Other recent standby events have included:

• Engagement of the WESTDOG/SEADOG groups in Seattle’s efforts to plan for an anticipated Washington State dam break that would have flooded the local Green River Valley in 2009. Seattle-Tacoma was developing contingency plans and pre-planned with other airports and the mutual aid groups to be part of their recovery plan. 

• Contact and discussion about potential support from non-affected airports in the event of repatriation activity. After the March 2011 tsunami in Japan, many west coast US airports were threatened with repatriation flights that would consume the destination airports. The State Department was considering deploying thousands upon thousands of dependent family members of the military in the event the nuclear situation got out of control. 

• Contact with the Houston emergency operations centre at their airport regarding Summer 2011 fires near the metropolis. 

“With any kind of natural disaster or major incident that affects an airport, we are in contact with and send out alerts to our membership,” enthuses Kelly, noting that Memphis was involved in a large-scale exercise where they walked through the scenario of an earthquake because of a fault line that runs through there. 
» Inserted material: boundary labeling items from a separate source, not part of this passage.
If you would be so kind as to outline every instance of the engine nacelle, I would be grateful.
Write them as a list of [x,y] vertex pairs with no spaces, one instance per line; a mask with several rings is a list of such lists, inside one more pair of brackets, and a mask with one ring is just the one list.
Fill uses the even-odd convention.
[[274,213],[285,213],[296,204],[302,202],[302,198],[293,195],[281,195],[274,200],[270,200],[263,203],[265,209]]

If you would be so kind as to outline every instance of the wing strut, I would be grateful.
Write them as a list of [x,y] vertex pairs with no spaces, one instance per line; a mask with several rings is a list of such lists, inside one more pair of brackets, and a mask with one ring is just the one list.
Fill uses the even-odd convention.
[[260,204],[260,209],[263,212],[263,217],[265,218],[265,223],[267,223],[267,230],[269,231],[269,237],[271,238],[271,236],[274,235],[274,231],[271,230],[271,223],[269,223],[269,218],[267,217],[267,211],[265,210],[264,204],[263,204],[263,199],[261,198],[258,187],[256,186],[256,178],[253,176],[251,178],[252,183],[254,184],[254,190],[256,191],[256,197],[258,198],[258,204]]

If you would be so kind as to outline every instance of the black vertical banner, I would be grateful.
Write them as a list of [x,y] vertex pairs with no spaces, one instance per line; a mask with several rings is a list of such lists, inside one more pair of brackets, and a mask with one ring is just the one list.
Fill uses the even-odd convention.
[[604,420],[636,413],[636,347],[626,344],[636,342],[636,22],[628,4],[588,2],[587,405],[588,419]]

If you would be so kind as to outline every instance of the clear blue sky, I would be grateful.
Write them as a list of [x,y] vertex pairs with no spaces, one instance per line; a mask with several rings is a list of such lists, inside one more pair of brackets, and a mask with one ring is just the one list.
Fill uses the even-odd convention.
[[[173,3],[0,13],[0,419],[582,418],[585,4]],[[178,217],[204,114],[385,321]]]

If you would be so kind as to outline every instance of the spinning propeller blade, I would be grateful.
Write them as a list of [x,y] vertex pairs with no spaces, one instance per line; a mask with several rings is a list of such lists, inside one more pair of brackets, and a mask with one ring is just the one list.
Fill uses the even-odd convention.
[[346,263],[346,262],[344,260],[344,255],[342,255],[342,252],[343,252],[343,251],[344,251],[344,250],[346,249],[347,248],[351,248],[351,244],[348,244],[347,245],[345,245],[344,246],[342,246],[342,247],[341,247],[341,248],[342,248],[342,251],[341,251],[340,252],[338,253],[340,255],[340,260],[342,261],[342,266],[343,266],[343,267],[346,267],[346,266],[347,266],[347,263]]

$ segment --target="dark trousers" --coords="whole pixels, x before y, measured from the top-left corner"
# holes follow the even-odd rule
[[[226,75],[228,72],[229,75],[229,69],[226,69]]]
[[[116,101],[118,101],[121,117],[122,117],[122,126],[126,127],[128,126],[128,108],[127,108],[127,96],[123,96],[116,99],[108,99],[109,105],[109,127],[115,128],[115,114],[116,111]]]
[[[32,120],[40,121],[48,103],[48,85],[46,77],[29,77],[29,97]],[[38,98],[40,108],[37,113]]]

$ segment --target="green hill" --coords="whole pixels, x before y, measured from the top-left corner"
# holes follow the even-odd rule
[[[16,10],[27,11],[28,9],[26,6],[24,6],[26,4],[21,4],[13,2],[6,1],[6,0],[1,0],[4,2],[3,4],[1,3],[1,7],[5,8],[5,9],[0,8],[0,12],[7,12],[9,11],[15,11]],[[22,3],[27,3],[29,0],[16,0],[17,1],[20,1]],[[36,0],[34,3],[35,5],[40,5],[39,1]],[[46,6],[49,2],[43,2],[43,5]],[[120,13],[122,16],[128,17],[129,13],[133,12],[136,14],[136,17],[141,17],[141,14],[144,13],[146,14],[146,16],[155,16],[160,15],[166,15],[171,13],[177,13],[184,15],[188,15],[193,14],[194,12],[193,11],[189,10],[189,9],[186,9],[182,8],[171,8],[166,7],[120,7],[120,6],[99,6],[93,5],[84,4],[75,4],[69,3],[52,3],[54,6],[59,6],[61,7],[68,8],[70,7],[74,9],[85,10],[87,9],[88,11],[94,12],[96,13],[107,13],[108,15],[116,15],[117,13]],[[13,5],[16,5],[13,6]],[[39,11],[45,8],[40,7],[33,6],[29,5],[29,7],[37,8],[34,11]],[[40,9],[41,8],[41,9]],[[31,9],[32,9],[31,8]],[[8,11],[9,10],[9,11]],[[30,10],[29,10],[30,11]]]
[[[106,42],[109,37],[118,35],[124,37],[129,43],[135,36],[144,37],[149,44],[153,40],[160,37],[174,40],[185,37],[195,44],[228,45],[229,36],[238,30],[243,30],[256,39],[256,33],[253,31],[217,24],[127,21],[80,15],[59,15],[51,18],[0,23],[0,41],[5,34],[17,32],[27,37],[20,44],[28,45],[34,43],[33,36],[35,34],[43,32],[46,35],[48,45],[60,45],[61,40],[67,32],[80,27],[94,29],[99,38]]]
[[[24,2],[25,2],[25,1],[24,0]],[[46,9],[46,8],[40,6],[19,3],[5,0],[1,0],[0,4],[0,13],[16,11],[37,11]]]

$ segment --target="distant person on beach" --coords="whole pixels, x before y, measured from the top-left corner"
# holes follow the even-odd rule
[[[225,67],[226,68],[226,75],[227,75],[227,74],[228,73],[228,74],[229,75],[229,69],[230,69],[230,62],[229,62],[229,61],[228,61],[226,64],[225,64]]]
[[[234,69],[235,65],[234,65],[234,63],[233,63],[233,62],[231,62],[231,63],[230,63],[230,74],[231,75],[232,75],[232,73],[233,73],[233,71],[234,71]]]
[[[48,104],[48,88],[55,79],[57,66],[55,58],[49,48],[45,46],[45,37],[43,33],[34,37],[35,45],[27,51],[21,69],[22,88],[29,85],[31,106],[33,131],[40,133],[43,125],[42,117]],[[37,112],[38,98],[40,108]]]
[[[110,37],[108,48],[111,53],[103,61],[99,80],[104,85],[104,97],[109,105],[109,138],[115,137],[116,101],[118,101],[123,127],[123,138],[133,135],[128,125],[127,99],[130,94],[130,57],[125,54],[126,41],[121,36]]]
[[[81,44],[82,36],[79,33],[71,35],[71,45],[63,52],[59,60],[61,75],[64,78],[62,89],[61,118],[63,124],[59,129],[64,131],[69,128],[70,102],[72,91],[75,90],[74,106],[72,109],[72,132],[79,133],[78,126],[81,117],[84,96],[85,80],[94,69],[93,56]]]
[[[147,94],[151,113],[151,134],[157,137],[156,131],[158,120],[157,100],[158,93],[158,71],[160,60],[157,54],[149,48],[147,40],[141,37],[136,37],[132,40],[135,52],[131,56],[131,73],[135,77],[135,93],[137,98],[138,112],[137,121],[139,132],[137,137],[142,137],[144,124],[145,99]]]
He says: “They wrote us into their contingency scenario as a mutual aid entity to support the airport in their recovery efforts.”

Crosby echoed that the DOGs have stood ready for floods in the Midwest and the north-west, and firestorms down in San Diego. 

“The good and the bad news is that we have not deployed since 2005 because there hasn’t been any significantly large event,” comments Crosby. “We have had several conference calls during flooding and possible dam breach events in Seattle and repatriation events in Seattle and Denver after the earthquake and nuclear fallout in Japan. 

“We get on conference calls and hear what the impacted airports are going through and stand ready to assist if they request it. Yet so far, nothing has been as catastrophic as what it was down in New Orleans. 

“The positive thing in my mind is that we have been able to maintain a network and a structure through an all volunteer basis and we have gotten FEMA recognition and FAA and TSA know that we are out here and we are an all volunteer network and we are writing ourselves into our FAA-required Emergency Management Plans.”

To date, the DOGs have focused their efforts on aid to US airports as they have yet to arrive at a mechanism that would allow the groups to go overseas or across borders. 

“We have been asked before, and we want to help,” remarks Kelly, noting the challenge of legal constraints through the State Department. Within the US, the Emergency Management Assistance Compact (EMAC) allows agencies to cross state lines.”

Yet despite a number of notable natural disasters, the DOGs have been kept at bay.

“We haven’t been called to action again, but we have kept the concept alive and we have tried to document some of our best practices in this mutual aid plan to keep things going,” Crosby says.

“Hurricane Katrina was probably the most rewarding professional experience, I have ever had – to go down there and help them out when many had lost their homes. They truly remember and appreciate what we did, and the cost of it was zero.”